The MDE is the smallest treatment effect you can detect with your specified power and sample size. It depends on:

- Sample sizes (n_treated, n_control)
- Residual variance (sigma)
- Significance level (alpha)
- Target power

In [None]:
# Calculate MDE for a basic 2x2 DiD design
# Assume: 50 treated units, 50 control units, outcome SD of 10
result = pa.mde(
    n_treated=50,
    n_control=50,
    sigma=10.0  # Residual standard deviation
)

print(result.summary())

In [None]:
# Access individual results
print(f"Minimum Detectable Effect: {result.mde:.2f}")
print(f"This is {result.mde / 10.0:.2f} standard deviations")
print(f"")
print(f"With 50 treated and 50 control units, and sigma=10,")
print(f"you can detect an effect of {result.mde:.2f} or larger")
print(f"with {result.power:.0%} power at alpha={result.alpha:.2f}.")

### How MDE Changes with Sample Size

In [None]:
# Compare MDE across different sample sizes
sample_sizes = [25, 50, 100, 200, 500]

print(f"{'N per group':>12} {'Total N':>10} {'MDE':>10} {'MDE/SD':>10}")
print("-" * 45)

for n in sample_sizes:
    result = pa.mde(n_treated=n, n_control=n, sigma=10.0)
    print(f"{n:>12} {2*n:>10} {result.mde:>10.2f} {result.mde/10.0:>10.2f}")

## 3. Required Sample Size

Given a target effect size to detect, calculate the required sample size.

In [None]:
# How many units do we need to detect an effect of 5 units?
result = pa.sample_size(
    effect_size=5.0,  # Effect we want to detect
    sigma=10.0  # Outcome standard deviation
)

print(result.summary())

In [None]:
# Compare sample sizes needed for different effect sizes
effect_sizes = [2.0, 3.0, 5.0, 7.0, 10.0]

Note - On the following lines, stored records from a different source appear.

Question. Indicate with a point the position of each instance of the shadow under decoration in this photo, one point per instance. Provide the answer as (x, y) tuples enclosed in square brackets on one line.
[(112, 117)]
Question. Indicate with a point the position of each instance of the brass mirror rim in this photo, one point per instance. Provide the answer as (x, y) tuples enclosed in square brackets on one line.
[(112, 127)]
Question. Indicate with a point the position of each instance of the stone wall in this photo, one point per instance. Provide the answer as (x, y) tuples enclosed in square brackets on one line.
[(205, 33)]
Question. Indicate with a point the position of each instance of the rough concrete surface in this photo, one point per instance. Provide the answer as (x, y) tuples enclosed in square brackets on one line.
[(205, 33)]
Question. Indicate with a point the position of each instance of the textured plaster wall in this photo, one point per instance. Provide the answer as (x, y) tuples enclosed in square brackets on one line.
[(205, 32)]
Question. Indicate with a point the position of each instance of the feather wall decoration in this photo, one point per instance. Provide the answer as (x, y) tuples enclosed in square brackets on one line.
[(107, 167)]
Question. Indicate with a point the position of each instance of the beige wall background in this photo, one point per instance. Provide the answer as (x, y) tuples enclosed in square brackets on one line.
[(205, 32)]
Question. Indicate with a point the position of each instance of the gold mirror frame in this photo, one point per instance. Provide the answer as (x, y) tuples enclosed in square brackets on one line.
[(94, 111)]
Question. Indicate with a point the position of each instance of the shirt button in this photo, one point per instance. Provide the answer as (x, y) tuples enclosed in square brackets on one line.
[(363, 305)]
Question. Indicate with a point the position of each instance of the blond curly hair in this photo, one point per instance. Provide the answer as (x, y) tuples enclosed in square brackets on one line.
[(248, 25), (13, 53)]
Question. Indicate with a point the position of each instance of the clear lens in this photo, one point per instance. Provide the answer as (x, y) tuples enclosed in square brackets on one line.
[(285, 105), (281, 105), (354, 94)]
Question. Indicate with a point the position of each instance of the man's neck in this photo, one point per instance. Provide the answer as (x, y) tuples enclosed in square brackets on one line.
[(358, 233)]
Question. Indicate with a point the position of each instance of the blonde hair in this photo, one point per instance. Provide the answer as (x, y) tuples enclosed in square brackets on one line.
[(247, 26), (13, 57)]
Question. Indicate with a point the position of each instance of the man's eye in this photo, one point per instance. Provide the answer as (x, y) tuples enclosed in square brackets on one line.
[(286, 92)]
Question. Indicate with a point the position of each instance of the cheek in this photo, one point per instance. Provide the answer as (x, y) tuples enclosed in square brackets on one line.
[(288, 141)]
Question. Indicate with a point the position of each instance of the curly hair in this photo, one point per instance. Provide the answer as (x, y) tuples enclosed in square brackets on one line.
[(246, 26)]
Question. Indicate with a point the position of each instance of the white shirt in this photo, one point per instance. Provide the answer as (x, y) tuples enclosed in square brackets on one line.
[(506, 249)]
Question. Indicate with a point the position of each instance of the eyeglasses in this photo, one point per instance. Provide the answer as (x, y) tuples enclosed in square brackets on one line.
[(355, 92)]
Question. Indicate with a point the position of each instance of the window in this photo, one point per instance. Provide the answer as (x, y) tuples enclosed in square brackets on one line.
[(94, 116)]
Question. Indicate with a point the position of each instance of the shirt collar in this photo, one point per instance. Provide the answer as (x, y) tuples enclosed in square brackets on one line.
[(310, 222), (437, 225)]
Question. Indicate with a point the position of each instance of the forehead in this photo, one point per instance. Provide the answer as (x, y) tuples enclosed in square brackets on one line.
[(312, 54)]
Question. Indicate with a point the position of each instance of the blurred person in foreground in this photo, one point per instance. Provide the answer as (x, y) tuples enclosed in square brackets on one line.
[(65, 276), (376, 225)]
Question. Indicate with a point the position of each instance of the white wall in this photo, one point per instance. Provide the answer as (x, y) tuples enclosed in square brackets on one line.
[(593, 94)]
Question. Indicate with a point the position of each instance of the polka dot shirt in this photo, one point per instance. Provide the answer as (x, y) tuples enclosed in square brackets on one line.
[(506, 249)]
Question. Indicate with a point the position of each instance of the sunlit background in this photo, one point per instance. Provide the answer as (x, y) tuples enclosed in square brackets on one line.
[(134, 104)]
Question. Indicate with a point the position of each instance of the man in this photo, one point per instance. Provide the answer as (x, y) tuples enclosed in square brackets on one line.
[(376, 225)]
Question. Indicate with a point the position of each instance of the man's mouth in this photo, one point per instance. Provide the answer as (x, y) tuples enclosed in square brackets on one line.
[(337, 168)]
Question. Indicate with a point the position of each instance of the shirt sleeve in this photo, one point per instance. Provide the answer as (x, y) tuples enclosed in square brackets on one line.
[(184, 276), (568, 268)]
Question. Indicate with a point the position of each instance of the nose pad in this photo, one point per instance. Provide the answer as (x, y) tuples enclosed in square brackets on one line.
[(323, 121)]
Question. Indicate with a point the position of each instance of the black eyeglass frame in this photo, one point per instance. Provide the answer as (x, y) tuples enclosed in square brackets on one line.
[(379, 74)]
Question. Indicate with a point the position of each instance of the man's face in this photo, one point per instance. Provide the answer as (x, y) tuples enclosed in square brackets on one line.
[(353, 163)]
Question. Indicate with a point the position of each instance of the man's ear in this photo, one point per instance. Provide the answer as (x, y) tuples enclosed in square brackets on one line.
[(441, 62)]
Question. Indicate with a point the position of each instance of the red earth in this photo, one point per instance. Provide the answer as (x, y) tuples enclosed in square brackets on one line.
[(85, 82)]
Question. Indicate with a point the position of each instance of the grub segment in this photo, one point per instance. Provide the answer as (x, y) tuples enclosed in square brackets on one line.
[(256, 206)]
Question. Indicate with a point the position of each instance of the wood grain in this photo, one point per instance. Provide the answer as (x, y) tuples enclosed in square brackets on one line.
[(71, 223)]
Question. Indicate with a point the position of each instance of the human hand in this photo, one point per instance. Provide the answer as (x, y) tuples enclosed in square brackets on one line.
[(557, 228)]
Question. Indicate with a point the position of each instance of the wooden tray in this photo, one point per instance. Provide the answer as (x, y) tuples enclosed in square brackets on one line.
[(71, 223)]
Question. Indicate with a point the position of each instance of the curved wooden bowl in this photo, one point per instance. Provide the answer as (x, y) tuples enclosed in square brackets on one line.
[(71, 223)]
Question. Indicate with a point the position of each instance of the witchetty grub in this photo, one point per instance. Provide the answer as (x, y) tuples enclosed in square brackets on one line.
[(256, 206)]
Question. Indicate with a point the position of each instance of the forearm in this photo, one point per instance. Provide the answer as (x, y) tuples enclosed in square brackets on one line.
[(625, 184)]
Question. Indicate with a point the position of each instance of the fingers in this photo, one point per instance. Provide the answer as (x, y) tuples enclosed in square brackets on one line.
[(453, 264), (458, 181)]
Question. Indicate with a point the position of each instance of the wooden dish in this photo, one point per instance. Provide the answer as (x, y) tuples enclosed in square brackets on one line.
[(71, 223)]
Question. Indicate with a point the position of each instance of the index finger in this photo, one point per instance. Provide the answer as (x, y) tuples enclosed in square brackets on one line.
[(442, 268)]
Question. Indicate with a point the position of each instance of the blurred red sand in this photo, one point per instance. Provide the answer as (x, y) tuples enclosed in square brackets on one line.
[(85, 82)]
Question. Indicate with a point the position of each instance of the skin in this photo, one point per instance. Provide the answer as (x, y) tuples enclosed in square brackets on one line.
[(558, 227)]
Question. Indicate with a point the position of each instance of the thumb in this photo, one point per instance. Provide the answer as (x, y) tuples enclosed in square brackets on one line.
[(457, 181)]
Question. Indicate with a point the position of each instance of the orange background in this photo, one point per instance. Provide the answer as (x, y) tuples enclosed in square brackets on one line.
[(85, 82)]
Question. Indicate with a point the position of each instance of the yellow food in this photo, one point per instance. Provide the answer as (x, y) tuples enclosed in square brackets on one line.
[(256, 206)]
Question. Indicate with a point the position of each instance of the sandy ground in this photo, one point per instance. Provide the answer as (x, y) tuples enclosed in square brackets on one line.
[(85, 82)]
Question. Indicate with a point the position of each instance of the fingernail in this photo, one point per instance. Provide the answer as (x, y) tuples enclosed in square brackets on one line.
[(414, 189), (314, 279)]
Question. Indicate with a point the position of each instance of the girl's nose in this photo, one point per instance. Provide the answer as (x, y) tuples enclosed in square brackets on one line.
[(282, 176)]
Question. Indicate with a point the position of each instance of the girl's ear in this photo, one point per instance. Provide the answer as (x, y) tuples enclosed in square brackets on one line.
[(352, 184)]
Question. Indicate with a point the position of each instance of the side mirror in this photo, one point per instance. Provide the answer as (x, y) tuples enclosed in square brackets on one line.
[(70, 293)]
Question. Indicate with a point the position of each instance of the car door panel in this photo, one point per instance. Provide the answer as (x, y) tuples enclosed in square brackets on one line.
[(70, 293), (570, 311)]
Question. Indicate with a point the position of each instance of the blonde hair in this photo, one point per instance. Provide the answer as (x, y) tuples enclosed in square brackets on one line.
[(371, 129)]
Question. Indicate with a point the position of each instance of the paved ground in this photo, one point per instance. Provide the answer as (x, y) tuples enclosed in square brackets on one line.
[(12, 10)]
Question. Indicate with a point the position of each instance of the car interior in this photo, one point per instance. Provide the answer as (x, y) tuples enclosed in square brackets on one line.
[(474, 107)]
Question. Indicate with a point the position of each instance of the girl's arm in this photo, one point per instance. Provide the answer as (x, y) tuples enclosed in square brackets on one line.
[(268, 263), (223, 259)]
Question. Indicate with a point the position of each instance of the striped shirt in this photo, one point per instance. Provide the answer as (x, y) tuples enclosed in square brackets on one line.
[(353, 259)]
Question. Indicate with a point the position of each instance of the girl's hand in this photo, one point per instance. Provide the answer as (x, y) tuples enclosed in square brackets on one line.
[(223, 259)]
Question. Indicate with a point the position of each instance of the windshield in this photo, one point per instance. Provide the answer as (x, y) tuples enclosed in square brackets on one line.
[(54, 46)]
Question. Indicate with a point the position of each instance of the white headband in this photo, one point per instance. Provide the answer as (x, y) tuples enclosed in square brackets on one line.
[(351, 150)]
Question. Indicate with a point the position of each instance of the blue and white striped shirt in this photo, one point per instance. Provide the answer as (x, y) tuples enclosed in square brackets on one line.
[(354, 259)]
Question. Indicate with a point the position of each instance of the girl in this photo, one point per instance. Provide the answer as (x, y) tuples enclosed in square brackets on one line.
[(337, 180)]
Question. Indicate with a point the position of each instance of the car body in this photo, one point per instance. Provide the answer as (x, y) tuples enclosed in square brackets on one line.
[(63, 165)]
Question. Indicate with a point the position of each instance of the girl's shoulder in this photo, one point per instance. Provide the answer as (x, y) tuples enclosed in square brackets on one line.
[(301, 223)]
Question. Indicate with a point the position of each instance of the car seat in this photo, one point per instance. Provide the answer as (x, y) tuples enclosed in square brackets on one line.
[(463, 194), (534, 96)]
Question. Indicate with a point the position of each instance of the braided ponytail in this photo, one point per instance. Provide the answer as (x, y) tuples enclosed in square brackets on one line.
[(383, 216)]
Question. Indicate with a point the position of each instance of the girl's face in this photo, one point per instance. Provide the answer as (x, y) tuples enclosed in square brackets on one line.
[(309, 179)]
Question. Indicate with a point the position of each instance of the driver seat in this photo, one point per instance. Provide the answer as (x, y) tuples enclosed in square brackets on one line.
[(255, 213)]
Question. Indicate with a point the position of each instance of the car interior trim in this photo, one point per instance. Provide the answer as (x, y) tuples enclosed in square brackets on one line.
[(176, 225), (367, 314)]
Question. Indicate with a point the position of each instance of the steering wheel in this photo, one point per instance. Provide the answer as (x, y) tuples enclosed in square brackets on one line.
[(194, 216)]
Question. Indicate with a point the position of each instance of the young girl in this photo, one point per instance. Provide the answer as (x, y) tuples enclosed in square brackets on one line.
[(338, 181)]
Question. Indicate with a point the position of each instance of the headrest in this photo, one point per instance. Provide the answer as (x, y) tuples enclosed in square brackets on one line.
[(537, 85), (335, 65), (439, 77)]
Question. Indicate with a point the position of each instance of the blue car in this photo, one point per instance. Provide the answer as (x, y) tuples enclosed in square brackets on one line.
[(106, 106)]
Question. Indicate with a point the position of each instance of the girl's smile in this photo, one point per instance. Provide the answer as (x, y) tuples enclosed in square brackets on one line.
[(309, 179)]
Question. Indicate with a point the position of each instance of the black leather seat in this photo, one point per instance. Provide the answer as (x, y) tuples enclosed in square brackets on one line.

print(f"{'Effect Size':>12} {'Effect/SD':>10} {'Required N':>12} {'N per group':>12}")
print("-" * 50)

for effect in effect_sizes:
    result = pa.sample_size(effect_size=effect, sigma=10.0)
    print(f"{effect:>12.1f} {effect/10.0:>10.2f} {result.required_n:>12} {result.n_treated:>12}")

## 4. Power Calculation

Given a specific effect size and sample size, calculate the statistical power.

In [None]:
# What's our power to detect an effect of 4 with 75 units per group?
pa_calc = PowerAnalysis(alpha=0.05)  # Don't specify target power for calculation

result = pa_calc.power(
    effect_size=4.0,
    n_treated=75,
    n_control=75,
    sigma=10.0
)

print(f"Power to detect effect of 4.0: {result.power:.1%}")
print(f"This is {'adequate' if result.power >= 0.80 else 'below the conventional 80% threshold'}")

## 5. Power Curves

Power curves show how power changes with effect size (or sample size). They're essential for understanding the trade-offs in study design.

In [None]:
# Generate power curve data
curve_df = pa.power_curve(
    n_treated=50,
    n_control=50,
    sigma=10.0
)

# Get MDE for reference
mde_result = pa.mde(n_treated=50, n_control=50, sigma=10.0)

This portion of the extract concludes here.